Biology – Genetics Unit
Enduring Understandings
 Cell division allows for the continuity of genetic information.
 The universal structure of DNA allows for diversity among all living things.
 Understanding inheritance patterns is important in predicting future generations.
 DNA controls protein synthesis.
 The applied science of biotechnology can be controversial.
Essential Questions
 How does structure relate to function?
 How is a system regulated?
 How does scientists’ understanding of the world change over time?
 How is information shared?
 Because we can, should we?
What Students Should Know
 Geneticists discovered that Mendel had not determined all of the ways traits are inherited. These
complex patterns of inheritance became known after his work was rediscovered. Animals and
plants have traits that are expressed by complex patterns including codominance, incomplete
dominance, multiple alleles, sex linkage, and polygenic traits.
 When an intermediate phenotype occurs and no allele dominates, incomplete dominance results.
(Codominance occurs when both alleles are expressed in the phenotype.)
 Recombination and mutation provide for genetic diversity. Genetically diverse populations are
more likely to survive changing environments.
 The sorting and recombination of genes in sexual reproduction results in a great variety of gene
combinations in the offspring of any two parents.
 Inserting, deleting, or substituting DNA bases can alter genes. An altered gene or mutation may
be passed on to every cell that develops from it, causing an altered phenotype.
 An altered phenotype may be beneficial or detrimental.
 Sometimes entire chromosomes can be added or deleted, resulting in a genetic disorder such as
Trisomy 21 (Down syndrome).
 Some new gene combinations have little effect, some can produce organisms that are better suited
to their environments, and others can be harmful. Beneficial changes that are genetic and that
remain in a population are known as adaptations.
 DNA technologies allow scientists to identify, study, and modify genes.

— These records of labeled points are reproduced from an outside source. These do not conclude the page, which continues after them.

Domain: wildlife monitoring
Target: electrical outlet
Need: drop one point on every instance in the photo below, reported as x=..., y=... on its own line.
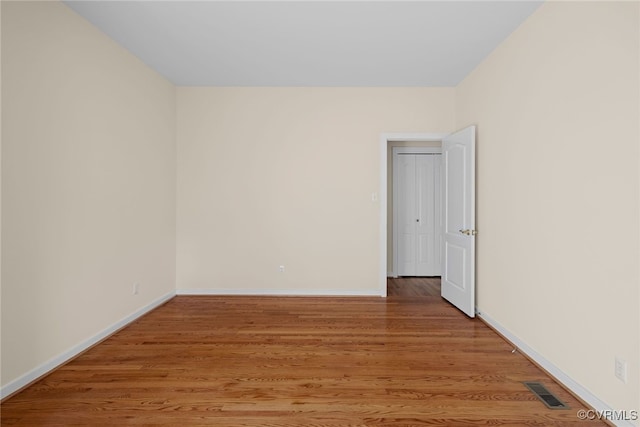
x=621, y=369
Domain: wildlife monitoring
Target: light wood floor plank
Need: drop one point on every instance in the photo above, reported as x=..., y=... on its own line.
x=295, y=361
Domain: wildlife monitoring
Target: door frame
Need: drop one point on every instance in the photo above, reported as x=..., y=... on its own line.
x=384, y=141
x=395, y=152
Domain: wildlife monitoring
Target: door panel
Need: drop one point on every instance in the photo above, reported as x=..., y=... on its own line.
x=425, y=224
x=407, y=216
x=458, y=216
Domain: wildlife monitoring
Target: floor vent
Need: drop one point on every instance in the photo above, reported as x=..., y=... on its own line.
x=545, y=395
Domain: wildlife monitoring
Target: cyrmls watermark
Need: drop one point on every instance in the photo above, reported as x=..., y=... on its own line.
x=608, y=414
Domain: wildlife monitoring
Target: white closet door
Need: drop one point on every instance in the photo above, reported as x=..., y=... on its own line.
x=407, y=219
x=419, y=241
x=425, y=215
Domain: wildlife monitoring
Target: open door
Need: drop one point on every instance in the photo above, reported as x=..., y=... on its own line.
x=458, y=219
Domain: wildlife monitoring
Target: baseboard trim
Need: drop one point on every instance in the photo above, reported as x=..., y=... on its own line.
x=42, y=370
x=279, y=292
x=573, y=386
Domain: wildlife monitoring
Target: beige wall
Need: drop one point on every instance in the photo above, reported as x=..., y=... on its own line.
x=284, y=176
x=557, y=109
x=88, y=184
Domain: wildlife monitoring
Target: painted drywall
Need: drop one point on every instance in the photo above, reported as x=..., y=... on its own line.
x=557, y=110
x=285, y=176
x=88, y=184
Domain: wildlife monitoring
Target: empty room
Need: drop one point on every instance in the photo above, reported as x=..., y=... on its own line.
x=320, y=213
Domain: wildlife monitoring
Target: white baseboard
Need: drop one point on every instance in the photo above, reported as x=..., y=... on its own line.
x=279, y=292
x=552, y=369
x=52, y=364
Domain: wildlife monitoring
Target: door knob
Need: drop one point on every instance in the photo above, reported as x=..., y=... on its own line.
x=469, y=232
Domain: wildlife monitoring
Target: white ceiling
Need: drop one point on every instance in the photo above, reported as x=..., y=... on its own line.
x=309, y=43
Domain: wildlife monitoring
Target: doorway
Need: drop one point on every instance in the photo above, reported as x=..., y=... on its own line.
x=416, y=211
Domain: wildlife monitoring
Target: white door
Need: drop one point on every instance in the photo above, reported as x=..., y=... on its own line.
x=458, y=215
x=418, y=214
x=407, y=215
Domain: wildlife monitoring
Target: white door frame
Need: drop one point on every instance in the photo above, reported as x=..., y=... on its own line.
x=395, y=151
x=385, y=138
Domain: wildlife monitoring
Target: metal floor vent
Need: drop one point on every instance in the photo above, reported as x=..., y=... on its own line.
x=545, y=395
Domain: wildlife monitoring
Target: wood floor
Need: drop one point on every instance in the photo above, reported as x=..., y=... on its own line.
x=295, y=361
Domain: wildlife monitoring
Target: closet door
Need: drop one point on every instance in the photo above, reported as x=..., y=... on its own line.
x=418, y=214
x=407, y=214
x=425, y=216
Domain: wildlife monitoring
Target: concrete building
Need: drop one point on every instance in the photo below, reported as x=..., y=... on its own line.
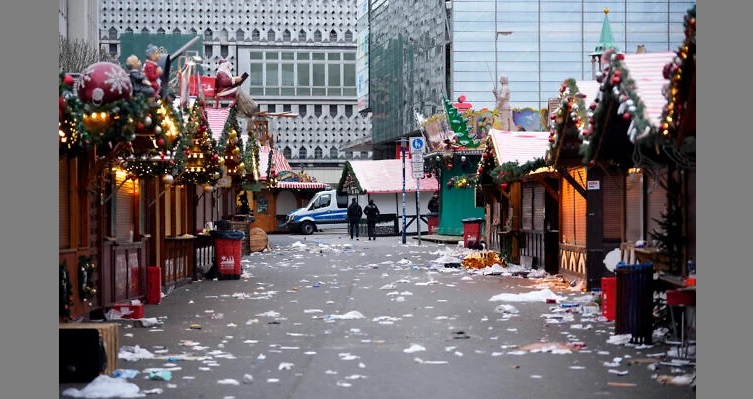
x=420, y=51
x=300, y=56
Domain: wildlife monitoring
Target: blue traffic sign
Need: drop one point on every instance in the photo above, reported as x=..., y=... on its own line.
x=416, y=144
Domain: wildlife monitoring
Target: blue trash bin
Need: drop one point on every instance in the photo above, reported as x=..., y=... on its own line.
x=634, y=313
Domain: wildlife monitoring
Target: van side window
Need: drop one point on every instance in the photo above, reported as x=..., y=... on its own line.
x=322, y=202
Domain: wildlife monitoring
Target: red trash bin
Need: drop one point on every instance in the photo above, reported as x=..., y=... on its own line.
x=153, y=285
x=472, y=232
x=431, y=224
x=227, y=249
x=609, y=297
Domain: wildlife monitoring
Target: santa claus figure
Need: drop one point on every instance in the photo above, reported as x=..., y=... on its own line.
x=227, y=87
x=141, y=85
x=152, y=70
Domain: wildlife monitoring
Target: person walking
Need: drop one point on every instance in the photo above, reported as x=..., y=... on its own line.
x=354, y=217
x=372, y=212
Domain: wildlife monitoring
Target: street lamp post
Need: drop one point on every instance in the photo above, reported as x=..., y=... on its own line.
x=403, y=143
x=496, y=35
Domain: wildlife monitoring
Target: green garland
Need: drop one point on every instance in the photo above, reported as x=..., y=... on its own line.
x=271, y=174
x=679, y=72
x=459, y=125
x=251, y=159
x=513, y=171
x=199, y=137
x=569, y=122
x=619, y=89
x=86, y=288
x=73, y=139
x=66, y=292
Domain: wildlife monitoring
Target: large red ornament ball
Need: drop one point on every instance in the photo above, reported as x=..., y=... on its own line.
x=68, y=80
x=104, y=82
x=61, y=108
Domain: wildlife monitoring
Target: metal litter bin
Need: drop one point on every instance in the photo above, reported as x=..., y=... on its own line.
x=635, y=302
x=472, y=232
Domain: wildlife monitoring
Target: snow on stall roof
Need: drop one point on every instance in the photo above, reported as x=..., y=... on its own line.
x=646, y=69
x=386, y=176
x=519, y=146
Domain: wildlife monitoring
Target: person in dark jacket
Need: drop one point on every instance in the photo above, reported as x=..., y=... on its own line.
x=372, y=212
x=354, y=217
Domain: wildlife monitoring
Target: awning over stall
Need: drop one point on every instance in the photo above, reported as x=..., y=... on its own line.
x=518, y=147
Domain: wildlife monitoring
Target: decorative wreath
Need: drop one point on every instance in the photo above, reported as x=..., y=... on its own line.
x=66, y=292
x=86, y=290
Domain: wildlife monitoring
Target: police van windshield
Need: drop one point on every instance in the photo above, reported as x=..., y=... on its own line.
x=321, y=201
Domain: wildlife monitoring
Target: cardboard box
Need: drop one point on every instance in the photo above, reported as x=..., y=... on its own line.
x=108, y=332
x=130, y=311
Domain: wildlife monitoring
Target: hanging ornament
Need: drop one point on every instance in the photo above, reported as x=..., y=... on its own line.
x=102, y=83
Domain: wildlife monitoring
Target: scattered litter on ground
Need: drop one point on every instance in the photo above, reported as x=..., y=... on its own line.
x=533, y=296
x=353, y=314
x=620, y=384
x=421, y=361
x=104, y=386
x=685, y=379
x=414, y=348
x=133, y=353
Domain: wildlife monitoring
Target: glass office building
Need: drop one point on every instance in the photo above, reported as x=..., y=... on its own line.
x=537, y=44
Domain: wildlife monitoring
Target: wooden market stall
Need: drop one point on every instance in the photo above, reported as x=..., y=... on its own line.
x=522, y=197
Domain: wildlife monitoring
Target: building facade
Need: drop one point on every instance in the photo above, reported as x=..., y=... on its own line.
x=430, y=48
x=300, y=56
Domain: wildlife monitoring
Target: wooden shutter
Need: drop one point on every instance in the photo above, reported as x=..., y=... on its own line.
x=656, y=202
x=64, y=205
x=613, y=191
x=123, y=207
x=574, y=210
x=539, y=206
x=634, y=207
x=526, y=206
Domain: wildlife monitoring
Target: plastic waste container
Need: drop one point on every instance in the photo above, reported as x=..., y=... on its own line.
x=227, y=249
x=431, y=224
x=153, y=285
x=472, y=232
x=634, y=302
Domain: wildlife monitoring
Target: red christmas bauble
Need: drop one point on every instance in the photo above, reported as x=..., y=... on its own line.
x=104, y=82
x=61, y=108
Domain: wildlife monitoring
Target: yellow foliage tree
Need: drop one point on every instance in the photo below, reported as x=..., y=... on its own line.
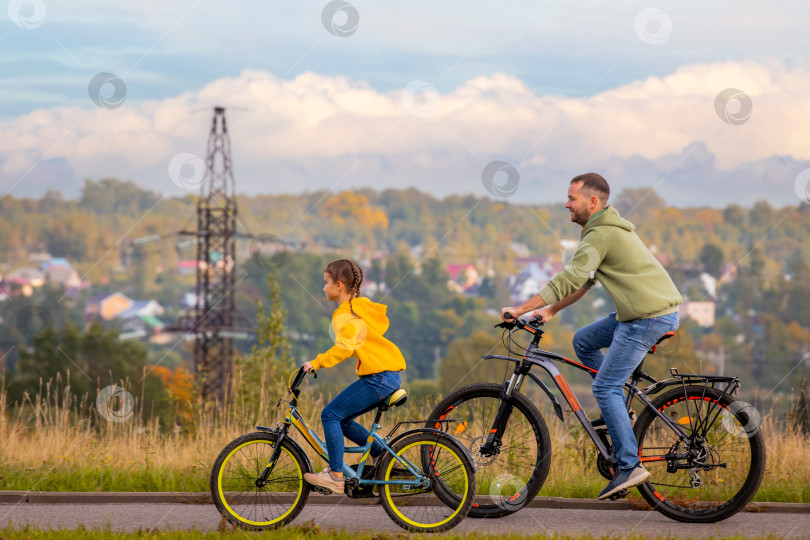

 Genetic engineering techniques are used in a variety of industries, in agriculture, in basic
research, and in medicine.
 There is great potential for the development of useful products through genetic engineering (e.g.,
human growth hormone, insulin, and pest- and disease-resistant fruits and vegetables).
 The Human Genome Project is a collaborative effort to map the entire gene sequence of
organisms. This information will be useful in detection, prevention, and treatment of many
genetic disorders.
 Ethical questions can be raised in genetics. These range from the use of genetically modified
foods, profiling people by their genomes, cloning of organisms, and stem cell research.
What Students Should Be Able To Do
 Determine both the genotypes and the phenotypes from descriptive characteristics.
 Set up a Punnett Square to show all possible genotypic combinations of gametes and the possible
resulting combinations in monohybrid crosses.
 Predict possible gametes in a dihybrid cross, given parental genotypes.
 Diagram and label the structure of a DNA nucleotide and a DNA molecule.
 Relate the structure of a DNA molecule to its function.
 Given a DNA sequence, write a complementary mRNA strand.
(ex: DNA = ATCCGGA then the mRNA = UAGGCCU).
 Given an mRNA codon and the corresponding chart, determine the correct amino acid.
 Use Punnett Squares to show all possible combinations of gametes and the likelihood that
particular combinations will occur in crosses involving incomplete dominance (such as flower
color), multiple alleles (such as blood type), and sex-linkage (such as color blindness or
hemophilia).
 Determine the possible results of genetic recombination that occurs through the sorting and
recombination of genes in offspring (especially in sexual reproduction and crossing over in
meiosis) and the insertion, deletion, and substitution of DNA segments.
 Relate the possible effects resulting from an inherited altered gene to its effects on a phenotype
(beneficial or detrimental). Recognize that a beneficial effect might become an adaptation.
 Summarize the potential effects of the deletion or addition of entire chromosomes and the genetic
conditions that may result.
 Evaluate and analyze karyotypes and pedigrees.